"All is ripely quiet."
--Joan Anderson, A Year by the Sea
In an early stint of spring cleaning a few weeks ago, I cleared off the bulletin board in my bedroom, full as it was with favorite quotes, stick picture drawings, postcards and other relics that remind me of the things and people I love. I sorted through what I wanted to keep--things that whisper to me from the other side, items that remind me of what's deep and true and sacred to me--and put the rest away for safe keeping.
After the chosen few went back on the board, I moved them around a bit, deliberately leaving an open space for the next wave of inspiration. It was an act of faith.

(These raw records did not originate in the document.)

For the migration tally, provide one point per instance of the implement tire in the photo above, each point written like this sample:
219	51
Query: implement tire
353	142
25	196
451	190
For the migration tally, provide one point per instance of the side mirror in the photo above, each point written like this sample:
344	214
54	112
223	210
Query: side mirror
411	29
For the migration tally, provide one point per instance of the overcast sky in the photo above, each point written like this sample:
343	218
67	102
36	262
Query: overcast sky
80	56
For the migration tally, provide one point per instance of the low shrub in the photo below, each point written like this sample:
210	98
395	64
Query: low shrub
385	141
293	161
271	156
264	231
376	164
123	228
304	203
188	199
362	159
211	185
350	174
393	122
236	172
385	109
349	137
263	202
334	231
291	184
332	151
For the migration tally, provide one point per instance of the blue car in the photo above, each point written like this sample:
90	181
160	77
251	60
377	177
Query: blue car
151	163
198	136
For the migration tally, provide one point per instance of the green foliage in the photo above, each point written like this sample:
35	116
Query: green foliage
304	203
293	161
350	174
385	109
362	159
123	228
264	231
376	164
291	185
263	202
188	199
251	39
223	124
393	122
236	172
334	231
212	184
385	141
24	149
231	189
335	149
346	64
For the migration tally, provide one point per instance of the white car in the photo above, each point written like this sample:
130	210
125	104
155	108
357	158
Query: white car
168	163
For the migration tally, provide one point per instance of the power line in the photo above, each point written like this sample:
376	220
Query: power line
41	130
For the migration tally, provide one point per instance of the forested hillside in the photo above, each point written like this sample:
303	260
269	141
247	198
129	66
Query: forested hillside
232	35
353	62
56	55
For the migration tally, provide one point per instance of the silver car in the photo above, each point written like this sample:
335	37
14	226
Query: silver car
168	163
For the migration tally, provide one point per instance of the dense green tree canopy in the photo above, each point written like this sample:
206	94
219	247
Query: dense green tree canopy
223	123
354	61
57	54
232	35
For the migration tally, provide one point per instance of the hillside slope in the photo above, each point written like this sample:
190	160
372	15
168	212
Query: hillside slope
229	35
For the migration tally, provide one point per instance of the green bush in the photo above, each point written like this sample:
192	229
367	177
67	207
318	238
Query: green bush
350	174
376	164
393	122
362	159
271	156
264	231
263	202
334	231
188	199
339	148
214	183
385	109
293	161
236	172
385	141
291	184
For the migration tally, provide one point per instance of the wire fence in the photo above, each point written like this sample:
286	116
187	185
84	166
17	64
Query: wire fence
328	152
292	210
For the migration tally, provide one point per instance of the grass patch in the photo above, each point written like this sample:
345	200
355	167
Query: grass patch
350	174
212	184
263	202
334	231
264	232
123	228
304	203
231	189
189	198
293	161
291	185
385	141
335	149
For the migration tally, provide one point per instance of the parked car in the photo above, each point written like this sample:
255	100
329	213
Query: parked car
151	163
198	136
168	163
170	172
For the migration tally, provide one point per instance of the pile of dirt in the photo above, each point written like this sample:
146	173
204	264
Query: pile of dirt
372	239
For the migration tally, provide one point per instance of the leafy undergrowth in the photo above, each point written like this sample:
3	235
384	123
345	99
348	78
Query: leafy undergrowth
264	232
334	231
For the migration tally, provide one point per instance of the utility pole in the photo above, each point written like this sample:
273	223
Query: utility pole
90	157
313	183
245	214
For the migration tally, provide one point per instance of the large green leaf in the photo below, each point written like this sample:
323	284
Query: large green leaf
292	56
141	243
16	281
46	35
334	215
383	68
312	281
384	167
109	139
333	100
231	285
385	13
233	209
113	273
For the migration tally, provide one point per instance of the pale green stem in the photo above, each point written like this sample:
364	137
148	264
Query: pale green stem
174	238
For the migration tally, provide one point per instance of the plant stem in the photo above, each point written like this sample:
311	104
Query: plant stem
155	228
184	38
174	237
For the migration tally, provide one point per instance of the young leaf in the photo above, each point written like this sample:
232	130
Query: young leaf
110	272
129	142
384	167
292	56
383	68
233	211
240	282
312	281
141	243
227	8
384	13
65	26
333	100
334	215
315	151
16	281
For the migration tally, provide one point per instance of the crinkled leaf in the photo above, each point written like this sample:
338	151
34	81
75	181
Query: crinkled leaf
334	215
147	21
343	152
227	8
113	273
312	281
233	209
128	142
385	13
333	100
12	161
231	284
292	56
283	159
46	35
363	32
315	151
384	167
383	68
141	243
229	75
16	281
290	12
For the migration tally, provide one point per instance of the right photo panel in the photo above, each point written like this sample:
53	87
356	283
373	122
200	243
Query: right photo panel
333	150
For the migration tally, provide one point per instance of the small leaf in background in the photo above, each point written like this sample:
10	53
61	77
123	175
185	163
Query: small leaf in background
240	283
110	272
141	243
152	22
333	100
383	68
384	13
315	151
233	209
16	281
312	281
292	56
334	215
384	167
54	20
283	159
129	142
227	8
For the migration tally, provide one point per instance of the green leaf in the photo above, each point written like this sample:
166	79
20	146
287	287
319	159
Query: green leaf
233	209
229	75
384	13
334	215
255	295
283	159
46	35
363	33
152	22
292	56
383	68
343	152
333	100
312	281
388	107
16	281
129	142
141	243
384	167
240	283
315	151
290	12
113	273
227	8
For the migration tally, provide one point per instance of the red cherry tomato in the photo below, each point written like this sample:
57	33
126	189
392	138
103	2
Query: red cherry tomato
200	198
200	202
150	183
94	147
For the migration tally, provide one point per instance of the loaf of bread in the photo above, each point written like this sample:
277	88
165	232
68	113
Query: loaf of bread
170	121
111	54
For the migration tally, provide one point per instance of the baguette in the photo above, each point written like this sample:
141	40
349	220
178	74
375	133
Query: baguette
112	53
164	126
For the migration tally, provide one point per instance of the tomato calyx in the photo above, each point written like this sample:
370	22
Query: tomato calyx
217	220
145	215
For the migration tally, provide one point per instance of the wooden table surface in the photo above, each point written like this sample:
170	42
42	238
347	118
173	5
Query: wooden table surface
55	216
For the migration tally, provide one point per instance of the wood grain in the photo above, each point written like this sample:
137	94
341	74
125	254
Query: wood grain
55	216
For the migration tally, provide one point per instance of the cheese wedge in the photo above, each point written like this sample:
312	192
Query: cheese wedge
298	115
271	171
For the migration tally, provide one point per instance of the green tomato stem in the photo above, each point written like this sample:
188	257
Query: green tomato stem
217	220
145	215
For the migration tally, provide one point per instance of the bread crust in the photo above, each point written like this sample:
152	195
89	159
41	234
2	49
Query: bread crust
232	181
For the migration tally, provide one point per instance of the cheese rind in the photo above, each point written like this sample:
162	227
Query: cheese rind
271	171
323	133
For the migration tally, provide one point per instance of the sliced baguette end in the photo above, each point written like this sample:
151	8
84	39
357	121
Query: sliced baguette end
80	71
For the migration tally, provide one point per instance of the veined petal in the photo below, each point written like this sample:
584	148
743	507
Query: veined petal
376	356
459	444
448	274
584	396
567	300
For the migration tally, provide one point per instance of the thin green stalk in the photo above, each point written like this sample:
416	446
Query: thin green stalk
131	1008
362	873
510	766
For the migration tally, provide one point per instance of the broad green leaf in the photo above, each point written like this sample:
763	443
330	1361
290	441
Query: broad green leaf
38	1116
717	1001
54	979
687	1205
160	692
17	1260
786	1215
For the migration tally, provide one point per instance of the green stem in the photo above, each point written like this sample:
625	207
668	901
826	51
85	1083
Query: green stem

I sometimes fear the river of creativity has dried up whenever I am in an emotional drought, and I needed a visual reminder that I would yet uncover other trinkets of beauty, moments of synchronicity, further nourishment.
I've been taking pictures of open spaces lately. Seeing the world this way takes my heart back to a place of magic. I try to capture of glimmer of something pretty as a I snap a shot, but what really moves me is what is just outside the borders, what can't be seen. I'm delighted by the notion that my walk through the park, a quick shot of my front yard, a lazy day at the beach, can hint at the possibility of an enchanted forest, a secret garden, a deserted island.
It's exactly how I feel about my life right now. I like what's in the picture, but I'm most invigorated by the possibility of what's not in the shot.